Today, Claudia returned to her children after a day in the kitchen and they were thrilled to have her back. The little ones grabbed her legs and she sat herself down in the child size plastic chairs to play and interact. Rita spent time with her group of youngsters and with what little downtime she had, cradled baby Leonardo. Julie returned to her babies and used her teaching skills to help three older children of the mothers with their English. They were attentive students and it was captivating to hear them count to twenty and learn the English names of animals.

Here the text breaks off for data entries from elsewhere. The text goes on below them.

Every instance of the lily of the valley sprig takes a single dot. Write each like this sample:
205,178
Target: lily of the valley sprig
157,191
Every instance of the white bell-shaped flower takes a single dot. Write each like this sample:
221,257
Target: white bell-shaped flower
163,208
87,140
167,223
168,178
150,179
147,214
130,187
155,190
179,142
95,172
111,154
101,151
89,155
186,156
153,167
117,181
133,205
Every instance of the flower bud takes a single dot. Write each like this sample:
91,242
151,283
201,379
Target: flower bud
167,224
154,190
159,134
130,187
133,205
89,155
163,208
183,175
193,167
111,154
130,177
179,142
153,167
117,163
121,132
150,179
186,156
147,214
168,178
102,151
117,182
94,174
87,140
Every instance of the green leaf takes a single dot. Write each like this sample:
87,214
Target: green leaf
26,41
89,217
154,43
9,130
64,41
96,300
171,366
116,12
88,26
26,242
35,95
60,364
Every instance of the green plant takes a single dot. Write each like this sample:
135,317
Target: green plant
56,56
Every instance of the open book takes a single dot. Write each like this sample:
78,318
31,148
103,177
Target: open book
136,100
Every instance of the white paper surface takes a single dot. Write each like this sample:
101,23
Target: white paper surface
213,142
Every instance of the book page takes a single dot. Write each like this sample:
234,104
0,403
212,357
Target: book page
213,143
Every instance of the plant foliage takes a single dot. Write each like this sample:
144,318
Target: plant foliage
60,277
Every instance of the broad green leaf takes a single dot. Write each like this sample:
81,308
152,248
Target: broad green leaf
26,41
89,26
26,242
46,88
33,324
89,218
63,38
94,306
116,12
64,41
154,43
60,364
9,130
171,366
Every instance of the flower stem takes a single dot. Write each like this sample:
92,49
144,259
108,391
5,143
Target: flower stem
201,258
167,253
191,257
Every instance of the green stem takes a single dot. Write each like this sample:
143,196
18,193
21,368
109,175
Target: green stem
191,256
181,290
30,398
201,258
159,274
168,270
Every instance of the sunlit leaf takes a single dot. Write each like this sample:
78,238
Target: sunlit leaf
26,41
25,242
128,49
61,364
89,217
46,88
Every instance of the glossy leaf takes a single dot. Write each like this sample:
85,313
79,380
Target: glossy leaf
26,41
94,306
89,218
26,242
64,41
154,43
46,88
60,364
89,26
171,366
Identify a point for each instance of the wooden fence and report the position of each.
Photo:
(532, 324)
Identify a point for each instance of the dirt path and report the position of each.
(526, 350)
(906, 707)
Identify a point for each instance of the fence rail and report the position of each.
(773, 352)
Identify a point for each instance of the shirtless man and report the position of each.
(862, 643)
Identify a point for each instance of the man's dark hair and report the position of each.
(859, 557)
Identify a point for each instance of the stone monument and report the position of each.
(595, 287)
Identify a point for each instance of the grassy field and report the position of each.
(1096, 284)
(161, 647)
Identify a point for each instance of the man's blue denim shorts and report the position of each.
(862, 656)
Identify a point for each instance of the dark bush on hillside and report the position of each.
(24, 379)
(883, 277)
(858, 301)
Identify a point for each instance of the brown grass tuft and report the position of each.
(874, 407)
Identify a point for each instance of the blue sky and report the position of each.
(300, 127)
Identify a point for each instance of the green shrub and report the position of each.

Ed, Elle and Jennie did the dirty work. Ed worked with Walter, the father of one of the children, to finish repairing the fence. Ed and Walter then moved 80 cement blocks to the courtyard to help with the goal of cleaning out the second floor so it can be skim coated. Elle and Jennie swept up and carried buckets and buckets of sand and dirt from the second floor to the courtyard and their dust covered faces and hair were the lasting evidence of this hardship duty. Two primary labor goals were now completed. Living up to the philosophy of Global Volunteers, the labor projects were accomplished with the willing hands of several parents of the children in this daycare.

I spent the day in the kitchen with Elisa and Isabelle. Warm and cheerful women they are, who talked a blue streak, thinking I knew more Spanish than I do. It is times like this that I wish I could better communicate as there are many questions to ask and stories to share. I am glad I had the opportunity to spend time with these two and see how much effort goes into preparing just one day’s worth of meals for 40 children.

While in the kitchen, I could be an observer. Hour after hour there was the happy sound of 40 energetic children learning about the color azul, playing in the courtyard and eating chocolate covered bananas. I watched as they merrily chased bubbles in the sunlit courtyard and played soccer with the four balls we purchased the day before. And I observed just how dedicated, enthusiastic and special my teammates were.

After lunch, we made cut outs of fruit which will be assembled into several mobiles. This gave us time to spend with Christina and some of the staff. These women work so hard and have infinite patience. Christina was asked if she was tired at the end of the day. She replied, “Yes. but I take home the smiles of the children.”

Hopefully we will leave a positive imprint on these little ones, hopefully we will teach them something. But these children are teaching us more than they will ever know.